# Clown Loache killing Neons?



## cgcaver (Jul 10, 2005)

Im just curious if anyone has ever heard of Clown Loaches killing Neon Tetras. Seems like Im having to fish out about 3-4 dead neons every day (some at daytime, some in the morning when I get up). I was just wondering if it was possibly my Loache that was griefing them, or something else. Anyone ever heard of this?


----------



## trenac (Jul 16, 2004)

I've never kept clown loasches, but I think your Neon's are just dying for some reason other then that. They are not really that hardy. I myself have never had luck with them, the last time I bought ten on sale they all died within a 2 weeks.


----------



## AquaticMagic (Aug 9, 2005)

Neon's death could be linked to neon tetra disease, which has no cure...
Last year, I lost a tank of neons, one after another... Other fish intact.
I suspect they are infected with the neon disease.

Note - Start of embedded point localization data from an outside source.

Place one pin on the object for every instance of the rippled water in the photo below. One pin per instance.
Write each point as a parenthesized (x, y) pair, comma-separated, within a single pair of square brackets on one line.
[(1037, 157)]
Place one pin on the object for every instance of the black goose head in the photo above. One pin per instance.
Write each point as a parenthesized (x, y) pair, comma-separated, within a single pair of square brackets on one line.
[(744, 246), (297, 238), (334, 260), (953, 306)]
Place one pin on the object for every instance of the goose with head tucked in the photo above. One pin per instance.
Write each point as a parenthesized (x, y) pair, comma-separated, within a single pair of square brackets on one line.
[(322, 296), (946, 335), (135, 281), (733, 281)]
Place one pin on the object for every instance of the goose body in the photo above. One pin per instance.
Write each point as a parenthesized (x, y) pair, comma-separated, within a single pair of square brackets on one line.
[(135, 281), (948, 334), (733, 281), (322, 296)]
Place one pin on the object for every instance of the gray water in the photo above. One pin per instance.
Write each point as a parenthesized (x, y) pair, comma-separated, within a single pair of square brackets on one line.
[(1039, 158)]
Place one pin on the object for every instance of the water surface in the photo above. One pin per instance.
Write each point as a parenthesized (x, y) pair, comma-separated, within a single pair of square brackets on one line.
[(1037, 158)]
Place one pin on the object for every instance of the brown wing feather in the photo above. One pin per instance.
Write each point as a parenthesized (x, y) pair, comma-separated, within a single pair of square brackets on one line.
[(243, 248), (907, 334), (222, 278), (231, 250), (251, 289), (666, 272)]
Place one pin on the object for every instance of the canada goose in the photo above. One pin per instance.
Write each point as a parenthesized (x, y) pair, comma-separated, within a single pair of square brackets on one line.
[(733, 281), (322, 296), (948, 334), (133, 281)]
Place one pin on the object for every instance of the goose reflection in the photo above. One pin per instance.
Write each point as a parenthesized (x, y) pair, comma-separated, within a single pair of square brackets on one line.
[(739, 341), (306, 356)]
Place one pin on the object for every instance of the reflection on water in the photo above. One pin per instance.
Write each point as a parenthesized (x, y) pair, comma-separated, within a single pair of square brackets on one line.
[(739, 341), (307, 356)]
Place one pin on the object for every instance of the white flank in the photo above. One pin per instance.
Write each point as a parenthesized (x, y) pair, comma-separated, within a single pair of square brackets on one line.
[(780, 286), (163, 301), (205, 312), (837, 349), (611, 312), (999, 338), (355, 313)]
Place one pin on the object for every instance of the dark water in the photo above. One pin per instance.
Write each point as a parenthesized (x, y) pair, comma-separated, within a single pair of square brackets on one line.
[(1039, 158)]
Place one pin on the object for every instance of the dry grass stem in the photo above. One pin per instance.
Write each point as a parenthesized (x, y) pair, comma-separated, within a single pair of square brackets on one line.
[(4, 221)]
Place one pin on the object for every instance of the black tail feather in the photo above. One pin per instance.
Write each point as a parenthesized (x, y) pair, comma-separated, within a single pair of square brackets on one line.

Clown loach doesn't really care bout neons... I kept them together for years and never seen any aggression between the parties.


----------



## Simpte 27 (Jul 16, 2004)

Its a little early to diagnose them with NTD. And it affect many more species of fish than just neons. DId you notice any thing different before the death(s)?


----------



## MaryPa (Aug 14, 2005)

Clown Loaches are the most peaceful fish around they would never harm another tank mate. How old are you tetras? Are their spines looking humped? Did you test for nitrates and ammonia? Are their colors fading?


----------



## Annasmommy (Apr 20, 2005)

Clown loaches are killers. I had a school of neons and they were perfectly healthy. They started disappearing and I discovered the clowns were catching them. They would attack from underneath and behind. They are not a good choice for small tetras! If they don't find enough food to their liking in the tank, they WILL go after small fish.


----------



## JanS (Apr 14, 2004)

I guess I'd have to go somewhere in between the last 2 replies.
I don't believe they are aggressive at all, but they could be opportunists if something bite size like a Neon swims by. They eat snails, so a Neon isn't all that much bigger, and is a meaty meal. 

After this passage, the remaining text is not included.